The terms of reference of the taskforce would be to evolve a policy, that would look at short, medium and long-term requirements of the pharma sector and to make India a hub for drug discovery, research and development. Also, the committee would evolve strategies to further the interests of Indian pharma industry in the light of issues related to Intellectual Property Rights and recommend strategies to capitalise the opportunity of drugs going off-patent over the next 5 years, a health ministry statement said.
The taskforce has also been mandated to evolve policy measures to assure national drugs security — promoting indigenous production of bulk drugs, preventing take over of Indian pharma industry by MNCs, drug pricing, promotion of generic drugs and recommend measures to assure adequate availability of quality generic drugs at affordable prices.
Measures to tackle the problem of spurious drugs will also be a focus area of the taskforce.
The cases of takeover of Indian pharma companies by MNCs, include Matrix Lab being bought by US-based Mylan Inc; Dabur Pharma by Singapore’s Fresenius; Ranbaxy Laboratories by Japan’s Daiichi Sankyo; Shanta Biotech by France’s Sanofi Aventis; Orchid Chemicals by US-based Hospira; and Piramal Health Care by US-based Abbot Laboratories.

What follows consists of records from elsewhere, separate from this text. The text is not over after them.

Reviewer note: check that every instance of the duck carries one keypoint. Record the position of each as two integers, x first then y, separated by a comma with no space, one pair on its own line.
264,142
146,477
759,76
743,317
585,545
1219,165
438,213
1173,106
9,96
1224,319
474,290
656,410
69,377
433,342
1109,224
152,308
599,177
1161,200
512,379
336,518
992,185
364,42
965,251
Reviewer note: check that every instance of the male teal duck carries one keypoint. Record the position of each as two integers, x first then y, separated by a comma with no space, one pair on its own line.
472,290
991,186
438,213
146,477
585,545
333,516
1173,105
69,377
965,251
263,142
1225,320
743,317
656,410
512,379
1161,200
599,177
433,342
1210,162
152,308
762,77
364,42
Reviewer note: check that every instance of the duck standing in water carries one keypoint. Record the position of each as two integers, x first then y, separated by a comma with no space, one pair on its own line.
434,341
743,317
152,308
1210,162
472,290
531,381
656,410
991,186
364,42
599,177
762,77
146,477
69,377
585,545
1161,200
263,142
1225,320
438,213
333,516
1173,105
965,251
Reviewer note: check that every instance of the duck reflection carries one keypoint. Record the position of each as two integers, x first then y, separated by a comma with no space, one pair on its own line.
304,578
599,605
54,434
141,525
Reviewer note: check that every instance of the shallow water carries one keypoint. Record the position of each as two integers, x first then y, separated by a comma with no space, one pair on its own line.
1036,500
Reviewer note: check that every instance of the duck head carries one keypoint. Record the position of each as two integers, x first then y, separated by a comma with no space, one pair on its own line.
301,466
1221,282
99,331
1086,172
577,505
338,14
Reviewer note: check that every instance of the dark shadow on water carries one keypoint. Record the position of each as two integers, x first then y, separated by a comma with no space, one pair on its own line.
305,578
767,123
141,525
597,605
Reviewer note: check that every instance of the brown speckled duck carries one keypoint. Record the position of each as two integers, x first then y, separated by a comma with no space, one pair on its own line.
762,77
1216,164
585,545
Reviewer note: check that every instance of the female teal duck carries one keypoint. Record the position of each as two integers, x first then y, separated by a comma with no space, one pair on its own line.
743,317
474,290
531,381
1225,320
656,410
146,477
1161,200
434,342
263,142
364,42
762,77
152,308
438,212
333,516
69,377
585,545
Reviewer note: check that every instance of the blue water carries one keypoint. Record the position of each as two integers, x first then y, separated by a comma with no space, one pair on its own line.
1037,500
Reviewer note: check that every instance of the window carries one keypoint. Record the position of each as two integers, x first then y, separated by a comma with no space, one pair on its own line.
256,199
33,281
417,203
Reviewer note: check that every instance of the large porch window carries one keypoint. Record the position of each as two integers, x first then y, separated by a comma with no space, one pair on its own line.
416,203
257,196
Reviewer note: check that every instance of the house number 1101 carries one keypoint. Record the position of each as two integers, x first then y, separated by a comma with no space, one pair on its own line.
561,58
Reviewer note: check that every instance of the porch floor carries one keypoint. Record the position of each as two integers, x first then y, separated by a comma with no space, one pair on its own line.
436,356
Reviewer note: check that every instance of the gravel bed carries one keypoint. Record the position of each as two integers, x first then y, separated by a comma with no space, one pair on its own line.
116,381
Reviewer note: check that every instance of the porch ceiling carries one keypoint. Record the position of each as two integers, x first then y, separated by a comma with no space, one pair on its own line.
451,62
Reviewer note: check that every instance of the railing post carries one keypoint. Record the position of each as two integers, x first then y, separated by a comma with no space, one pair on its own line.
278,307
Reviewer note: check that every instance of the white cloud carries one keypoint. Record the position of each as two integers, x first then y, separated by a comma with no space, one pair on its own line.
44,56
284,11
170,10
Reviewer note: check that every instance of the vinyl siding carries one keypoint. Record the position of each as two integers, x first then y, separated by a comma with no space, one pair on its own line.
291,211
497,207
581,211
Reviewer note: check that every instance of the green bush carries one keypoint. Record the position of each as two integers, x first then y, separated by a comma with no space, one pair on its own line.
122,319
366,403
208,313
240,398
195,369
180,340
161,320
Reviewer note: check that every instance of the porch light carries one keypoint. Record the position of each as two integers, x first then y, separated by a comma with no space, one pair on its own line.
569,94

The argument put forward by the ministry is that if Indian pharma giants were taken over by MNCs, they might lose interest in applying for a compulsory licence even if they were eligible, and that might threaten the regime of cheap and effective drugs in the country. Also, in the case of a public emergency, capable drug manufacturers may not be available to come forward to apply for compulsory licence and work at a reasonable cost. It said Indian pharma companies taken over by MNCs had been receiving state grants and tax concessions.